第107章 二叔公

重庆是头玄龟 不茄 1130 字 3个月前

“道理都懂,只怕他把握不好分寸。对了守拙,你如今忙些什么?听姐说,似在做些特别之事?”

唐守拙微怔,未料话题突转,下意识看向唐春娥,见她微微颔首,方清嗓道:

“二叔公,大伯,我近来在探寻家族旧事。您知晓唐氏那些隐秘——盐脉锁龙盘、白虎盐泉的契约,我想弄个明白,或能略尽绵力,破解这血脉诅咒。”

他语气平静,但掌心已渗出冷汗,仿佛提及这些便触动了地底盐煞的神经。

二叔公大儿子眼中闪过一丝讶异,手中茶杯险些倾覆:

“哦?你这孩子有心了。
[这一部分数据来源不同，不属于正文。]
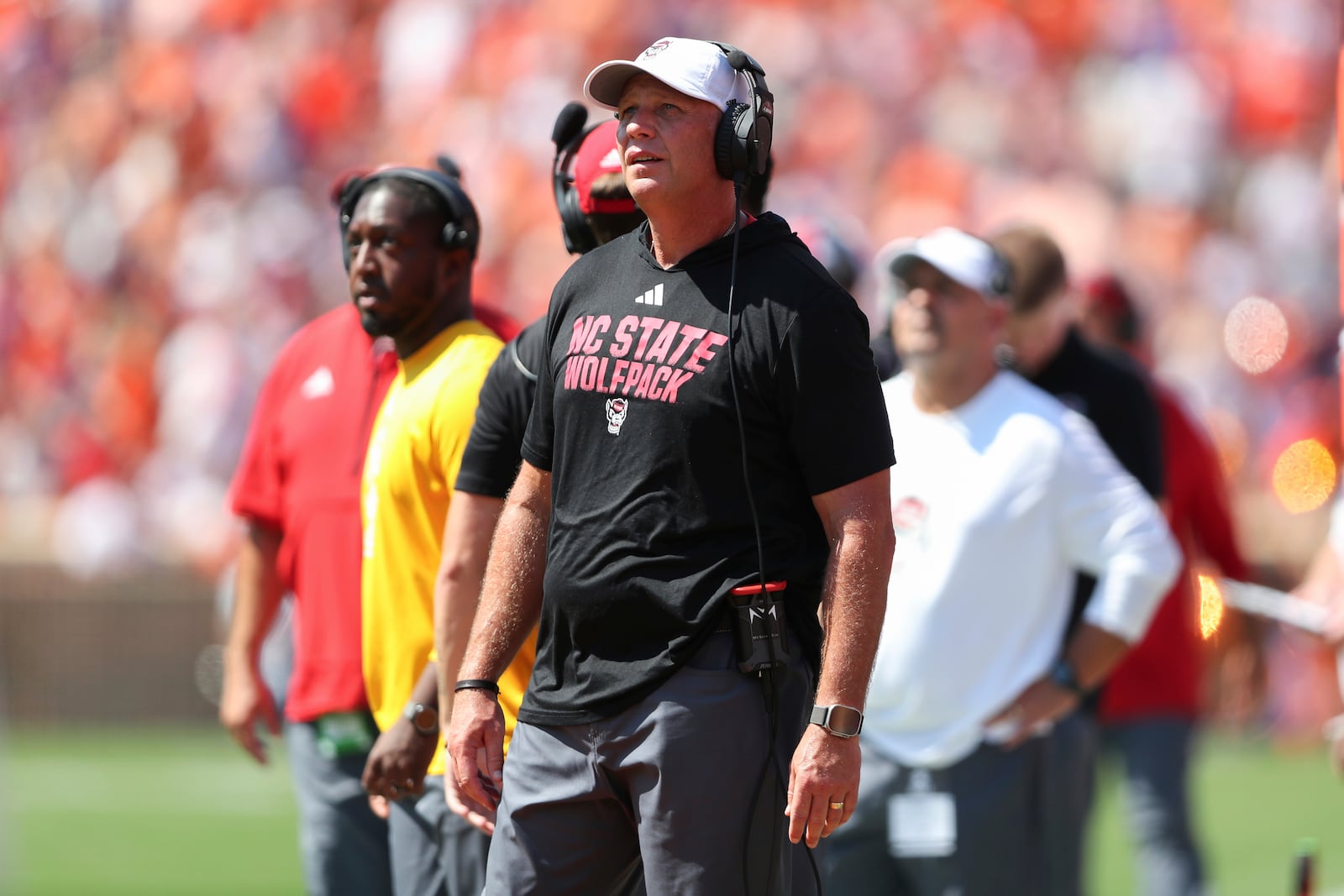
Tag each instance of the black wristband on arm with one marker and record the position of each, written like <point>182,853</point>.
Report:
<point>477,684</point>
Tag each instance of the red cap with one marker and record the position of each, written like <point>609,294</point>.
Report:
<point>598,155</point>
<point>1108,293</point>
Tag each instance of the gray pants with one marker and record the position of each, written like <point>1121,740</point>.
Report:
<point>1156,765</point>
<point>1012,822</point>
<point>343,844</point>
<point>679,789</point>
<point>434,852</point>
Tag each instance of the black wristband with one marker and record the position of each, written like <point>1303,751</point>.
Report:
<point>477,684</point>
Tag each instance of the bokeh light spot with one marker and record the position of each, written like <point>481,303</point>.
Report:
<point>1210,606</point>
<point>1256,335</point>
<point>1304,476</point>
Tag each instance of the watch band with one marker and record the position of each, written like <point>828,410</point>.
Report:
<point>837,719</point>
<point>1065,676</point>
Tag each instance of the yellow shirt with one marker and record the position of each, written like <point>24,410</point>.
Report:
<point>413,457</point>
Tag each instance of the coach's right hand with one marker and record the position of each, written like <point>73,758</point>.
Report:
<point>476,747</point>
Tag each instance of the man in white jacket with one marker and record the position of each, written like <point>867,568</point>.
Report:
<point>999,495</point>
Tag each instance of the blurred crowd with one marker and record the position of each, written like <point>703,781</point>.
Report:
<point>165,222</point>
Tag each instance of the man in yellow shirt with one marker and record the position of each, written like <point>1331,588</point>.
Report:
<point>412,242</point>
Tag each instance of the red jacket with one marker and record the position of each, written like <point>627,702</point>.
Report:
<point>300,472</point>
<point>1162,673</point>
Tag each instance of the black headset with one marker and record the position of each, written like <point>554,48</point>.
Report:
<point>461,231</point>
<point>743,143</point>
<point>569,134</point>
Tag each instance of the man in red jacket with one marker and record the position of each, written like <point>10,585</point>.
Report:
<point>1151,705</point>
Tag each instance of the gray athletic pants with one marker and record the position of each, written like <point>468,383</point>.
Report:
<point>1019,822</point>
<point>665,789</point>
<point>1156,765</point>
<point>434,851</point>
<point>342,842</point>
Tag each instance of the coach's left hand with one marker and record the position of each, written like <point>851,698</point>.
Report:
<point>823,785</point>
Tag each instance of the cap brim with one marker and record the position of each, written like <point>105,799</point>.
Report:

只是那些事……牵扯甚深,务必小心。我们虽未参与,亦知其复杂——就像咱家新拓的买卖,明明看似寻常,却总撞邪乎事。”

几句家常后,话题自然转向家族事务。唐家盐业早于五十年代公私合营,二叔公原在市盐业公司供职,待下乡归来的长子顶替其位后,他便在解放碑承包公司招待所,后改作宾馆及此间茶楼。

茶楼深处,那台老座钟“当当”敲响,声波与地脉共鸣,震得众人心神一凛。

二叔公长子唐家魁,生于1950年,浑身透着精明干练。

文革后顶职入盐业公司,十年前停薪留职,一头扎进朝天门批发市场,凭唐家与生俱来的商贾天赋,将生意做得风生水起。

近两年又敏锐捕捉新机,涉足装修与地方煤矿生意。

此刻,他眉头紧锁,语带忧虑:

“如今世道变幻太快。唐家虽不单靠老本行,可新拓买卖亦受不小冲击。”

唐守拙心中一动:唐家魁此言虽论生意,然联想家族与盐脉渊源,及神秘力量搅动下的暗流,或另有深意。

他不禁问道:“大伯,您说新买卖受冲击,具体是何问题?是市场竞争,亦或别有缘由?”